The human trial results for neurodegenerative diseases have been mixed – a large Phase 3 trial for Parkinson's (NET-PD, 2015) did not show benefit. However, critics have noted that the trial used a standard dose that may not have been sufficient to meaningfully raise brain creatine levels, and that enrollment criteria included patients too far progressed for neuroprotection to be measurable. The question is not closed.

Depression and Mental Health

An emerging body of evidence connects brain bioenergetics to mood disorders. Kious et al. (2019) published a comprehensive review in Current Opinion in Psychiatry noting that creatine augmentation improved outcomes in treatment-resistant depression, particularly in women (PMID 31306245). Brain phosphocreatine levels measured by phosphorus magnetic resonance spectroscopy (31P-MRS – a brain imaging technique that measures energy metabolites directly) are reduced in major depressive disorder, and creatine supplementation has been shown to normalize these levels. The bioenergetic hypothesis of depression – that mood disorders partly reflect insufficient cellular energy in brain circuits – makes creatine a mechanistically rational intervention, not just an empirical one.


Sarcopenia Prevention: The Strongest Evidence-Based Intervention

Sarcopenia (age-related loss of skeletal muscle mass, strength, and function) is one of the primary drivers of frailty, disability, and mortality in older adults. After age 30, adults lose approximately 3–8% of muscle mass per decade, with the rate accelerating after 60. By 80, many individuals have lost 30–50% of their peak muscle mass.

The consequences extend far beyond aesthetics. Skeletal muscle is the body's largest metabolic organ – it regulates glucose disposal, systemic inflammation, and hormonal signaling. Muscle loss drives insulin resistance, increases fall risk, impairs immune function, and independently predicts all-cause mortality. See Exercise and Longevity: What Actually Works for the broader picture of why muscle is the organ of longevity.

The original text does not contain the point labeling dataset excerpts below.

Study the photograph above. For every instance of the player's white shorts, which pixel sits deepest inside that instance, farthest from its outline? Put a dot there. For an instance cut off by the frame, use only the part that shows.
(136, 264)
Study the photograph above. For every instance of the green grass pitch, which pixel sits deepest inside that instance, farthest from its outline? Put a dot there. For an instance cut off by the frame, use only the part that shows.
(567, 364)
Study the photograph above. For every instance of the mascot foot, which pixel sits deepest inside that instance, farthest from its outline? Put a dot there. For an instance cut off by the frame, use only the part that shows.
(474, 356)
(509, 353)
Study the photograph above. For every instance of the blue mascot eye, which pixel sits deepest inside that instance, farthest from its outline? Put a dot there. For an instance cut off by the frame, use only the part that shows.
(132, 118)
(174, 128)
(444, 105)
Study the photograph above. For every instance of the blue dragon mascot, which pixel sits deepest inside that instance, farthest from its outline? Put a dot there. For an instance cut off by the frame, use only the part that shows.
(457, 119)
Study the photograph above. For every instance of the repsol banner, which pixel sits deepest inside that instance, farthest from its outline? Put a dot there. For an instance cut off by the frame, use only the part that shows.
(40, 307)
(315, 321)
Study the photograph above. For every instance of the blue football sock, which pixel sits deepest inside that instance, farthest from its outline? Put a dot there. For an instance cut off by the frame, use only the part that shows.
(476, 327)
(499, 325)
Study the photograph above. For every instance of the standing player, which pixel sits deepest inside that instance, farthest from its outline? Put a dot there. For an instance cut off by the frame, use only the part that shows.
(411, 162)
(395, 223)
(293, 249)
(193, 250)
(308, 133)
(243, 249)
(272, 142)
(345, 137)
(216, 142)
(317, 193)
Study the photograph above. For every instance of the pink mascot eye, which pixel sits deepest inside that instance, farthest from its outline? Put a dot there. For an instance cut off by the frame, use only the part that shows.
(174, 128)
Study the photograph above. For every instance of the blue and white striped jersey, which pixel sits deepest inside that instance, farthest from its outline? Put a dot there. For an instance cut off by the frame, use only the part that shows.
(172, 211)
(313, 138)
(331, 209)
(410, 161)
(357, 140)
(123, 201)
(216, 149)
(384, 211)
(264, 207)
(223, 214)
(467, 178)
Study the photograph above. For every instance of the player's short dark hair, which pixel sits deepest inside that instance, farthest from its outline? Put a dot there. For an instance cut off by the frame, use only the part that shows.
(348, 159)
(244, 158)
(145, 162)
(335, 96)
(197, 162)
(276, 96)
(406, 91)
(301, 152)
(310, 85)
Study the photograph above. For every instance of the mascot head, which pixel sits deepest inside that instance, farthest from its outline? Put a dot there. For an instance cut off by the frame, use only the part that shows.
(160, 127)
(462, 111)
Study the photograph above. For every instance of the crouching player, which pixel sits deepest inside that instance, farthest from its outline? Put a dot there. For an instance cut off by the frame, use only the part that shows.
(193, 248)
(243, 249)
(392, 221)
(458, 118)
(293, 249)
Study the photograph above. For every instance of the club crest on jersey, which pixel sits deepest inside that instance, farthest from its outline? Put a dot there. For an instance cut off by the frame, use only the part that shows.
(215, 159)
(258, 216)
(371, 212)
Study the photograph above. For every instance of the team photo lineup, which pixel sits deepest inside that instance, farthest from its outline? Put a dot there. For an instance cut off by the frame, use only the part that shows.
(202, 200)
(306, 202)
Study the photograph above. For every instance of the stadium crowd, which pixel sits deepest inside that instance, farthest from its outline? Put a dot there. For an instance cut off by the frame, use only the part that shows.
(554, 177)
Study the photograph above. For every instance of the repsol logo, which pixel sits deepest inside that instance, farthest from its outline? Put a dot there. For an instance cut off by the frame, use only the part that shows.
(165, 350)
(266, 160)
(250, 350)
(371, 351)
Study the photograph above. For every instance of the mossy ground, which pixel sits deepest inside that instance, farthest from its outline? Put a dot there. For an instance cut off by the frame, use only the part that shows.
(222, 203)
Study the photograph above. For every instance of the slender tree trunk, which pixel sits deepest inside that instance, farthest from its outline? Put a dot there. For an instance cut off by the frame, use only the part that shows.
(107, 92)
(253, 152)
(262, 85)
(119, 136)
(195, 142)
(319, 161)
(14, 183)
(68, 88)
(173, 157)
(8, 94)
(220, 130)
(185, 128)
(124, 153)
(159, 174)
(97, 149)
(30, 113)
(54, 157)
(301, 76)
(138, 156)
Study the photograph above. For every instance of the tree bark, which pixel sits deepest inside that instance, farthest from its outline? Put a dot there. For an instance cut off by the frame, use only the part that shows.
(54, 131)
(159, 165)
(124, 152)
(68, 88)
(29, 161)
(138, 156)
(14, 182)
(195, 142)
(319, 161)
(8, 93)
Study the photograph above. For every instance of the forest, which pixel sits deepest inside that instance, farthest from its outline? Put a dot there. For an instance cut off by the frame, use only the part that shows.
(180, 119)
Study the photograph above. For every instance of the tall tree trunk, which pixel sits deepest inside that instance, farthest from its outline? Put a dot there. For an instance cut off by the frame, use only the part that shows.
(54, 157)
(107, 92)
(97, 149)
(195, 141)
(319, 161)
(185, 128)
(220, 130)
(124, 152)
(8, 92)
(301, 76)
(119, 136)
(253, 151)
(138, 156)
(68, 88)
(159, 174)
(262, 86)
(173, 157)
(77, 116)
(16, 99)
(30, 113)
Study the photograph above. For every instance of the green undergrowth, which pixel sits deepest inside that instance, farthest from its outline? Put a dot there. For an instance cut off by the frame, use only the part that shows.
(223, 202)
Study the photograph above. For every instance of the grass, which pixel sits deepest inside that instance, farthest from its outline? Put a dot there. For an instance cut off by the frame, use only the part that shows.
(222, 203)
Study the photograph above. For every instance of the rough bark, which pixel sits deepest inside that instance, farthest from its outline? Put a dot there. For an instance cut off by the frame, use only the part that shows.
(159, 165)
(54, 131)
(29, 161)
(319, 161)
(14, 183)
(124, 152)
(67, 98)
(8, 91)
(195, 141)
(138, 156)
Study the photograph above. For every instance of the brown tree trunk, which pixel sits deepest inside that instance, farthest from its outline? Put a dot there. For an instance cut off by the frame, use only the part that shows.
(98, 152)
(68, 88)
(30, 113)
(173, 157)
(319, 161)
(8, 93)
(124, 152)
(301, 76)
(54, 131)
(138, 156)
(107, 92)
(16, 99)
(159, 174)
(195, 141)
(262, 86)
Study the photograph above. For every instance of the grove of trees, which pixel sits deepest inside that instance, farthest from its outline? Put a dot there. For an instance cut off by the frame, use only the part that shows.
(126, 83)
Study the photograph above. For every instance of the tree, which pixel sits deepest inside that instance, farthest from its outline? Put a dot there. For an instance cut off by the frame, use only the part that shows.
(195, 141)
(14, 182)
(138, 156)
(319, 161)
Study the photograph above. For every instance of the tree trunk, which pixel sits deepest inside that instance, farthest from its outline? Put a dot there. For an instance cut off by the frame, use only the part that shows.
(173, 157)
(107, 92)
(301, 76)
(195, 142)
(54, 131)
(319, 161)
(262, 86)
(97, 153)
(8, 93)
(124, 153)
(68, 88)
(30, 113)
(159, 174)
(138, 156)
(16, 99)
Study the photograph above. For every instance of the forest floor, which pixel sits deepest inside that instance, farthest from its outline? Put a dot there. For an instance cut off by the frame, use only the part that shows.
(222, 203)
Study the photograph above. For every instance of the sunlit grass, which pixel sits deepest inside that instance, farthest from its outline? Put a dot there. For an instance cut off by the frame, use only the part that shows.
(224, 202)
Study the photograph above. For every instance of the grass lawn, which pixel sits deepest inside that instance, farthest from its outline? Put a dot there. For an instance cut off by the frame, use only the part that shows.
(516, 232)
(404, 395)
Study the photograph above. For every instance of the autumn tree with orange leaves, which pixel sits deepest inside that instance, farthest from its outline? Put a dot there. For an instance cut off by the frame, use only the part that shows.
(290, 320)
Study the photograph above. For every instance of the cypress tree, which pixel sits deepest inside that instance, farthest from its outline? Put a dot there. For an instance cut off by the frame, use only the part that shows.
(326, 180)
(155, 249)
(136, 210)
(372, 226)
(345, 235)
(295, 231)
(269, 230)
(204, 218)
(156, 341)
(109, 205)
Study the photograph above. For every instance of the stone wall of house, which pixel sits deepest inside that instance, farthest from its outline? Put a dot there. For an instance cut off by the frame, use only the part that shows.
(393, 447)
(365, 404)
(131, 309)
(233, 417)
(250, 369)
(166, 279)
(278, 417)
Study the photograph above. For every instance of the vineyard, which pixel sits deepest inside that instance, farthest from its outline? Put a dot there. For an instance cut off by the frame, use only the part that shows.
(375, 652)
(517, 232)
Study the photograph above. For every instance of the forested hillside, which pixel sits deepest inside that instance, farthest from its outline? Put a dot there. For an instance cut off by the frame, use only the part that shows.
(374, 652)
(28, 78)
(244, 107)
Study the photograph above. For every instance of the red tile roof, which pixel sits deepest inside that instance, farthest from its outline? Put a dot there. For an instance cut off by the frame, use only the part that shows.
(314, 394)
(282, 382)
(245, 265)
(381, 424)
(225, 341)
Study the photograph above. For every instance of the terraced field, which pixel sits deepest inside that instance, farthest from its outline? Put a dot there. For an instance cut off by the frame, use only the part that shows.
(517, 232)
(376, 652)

The Chilibeck Meta-Analysis (2017)

Chilibeck and colleagues published a landmark meta-analysis in The Journal of Nutrition, Health & Aging examining creatine supplementation combined with resistance training in older adults (Chilibeck et al., 2017; PMID 28440249). The analysis pooled 22 RCTs with a total of 721 older adults (mean age ~65).

Key findings:

  • Lean mass gains were significantly greater in creatine + resistance training groups vs. resistance training alone
  • Upper body strength improved significantly more with creatine supplementation
  • Lower body strength showed similar trends, though the effect was more variable across studies
  • The improvements were clinically meaningful – exceeding the thresholds associated with reduced fall risk and maintained functional independence

A more recent meta-analysis by Candow et al. (2022) in the Journal of Cachexia, Sarcopenia and Muscle confirmed and expanded these findings: creatine plus resistance training increased lean tissue mass, chest press strength, and leg press strength significantly more than resistance training plus placebo in adults over 50 (PMID 35080159).

The clinical significance is straightforward: resistance training is the single most important physical intervention for sarcopenia, and creatine is the single most effective nutritional augmentation of that intervention. No other supplement has this volume of RCT evidence for muscle preservation in older adults.

Key Takeaway: Resistance training is the top intervention for age-related muscle loss, and creatine is the single most effective nutritional supplement to augment it — backed by 22+ RCTs in older adults showing significantly greater gains in lean mass and strength versus training alone. If you lift weights, creatine at 5g/day is one of the highest-confidence additions to your protocol.

Why Creatine Works for Aging Muscle

The mechanism goes beyond the phosphocreatine energy buffer. Creatine supplementation in older adults has been shown to:

  1. Increase intramuscular phosphocreatine stores, improving training capacity and recovery between sets – which means more total training volume over time
  2. Enhance satellite cell activation – satellite cells are muscle stem cells that fuse with damaged fibers during repair; creatine increases their proliferative capacity (Olsen et al., Journal of Physiology, 2006; PMID 16990401)
  3. Upregulate IGF-1 expression locally in muscle tissue – IGF-1 (insulin-like growth factor 1) is a key anabolic (tissue-building) signaling molecule for muscle protein synthesis
  4. Increase cell hydration through osmotic water retention in muscle cells, which itself acts as an anabolic signal via mTOR pathway activation

This last point is worth understanding: the water retention that bodybuilders sometimes complain about (1–2 kg of water weight gain) is not a side effect. It is the mechanism. Intracellular hydration stimulates protein synthesis. In older adults with declining anabolic capacity, this additional signal can be the difference between maintaining and losing functional muscle.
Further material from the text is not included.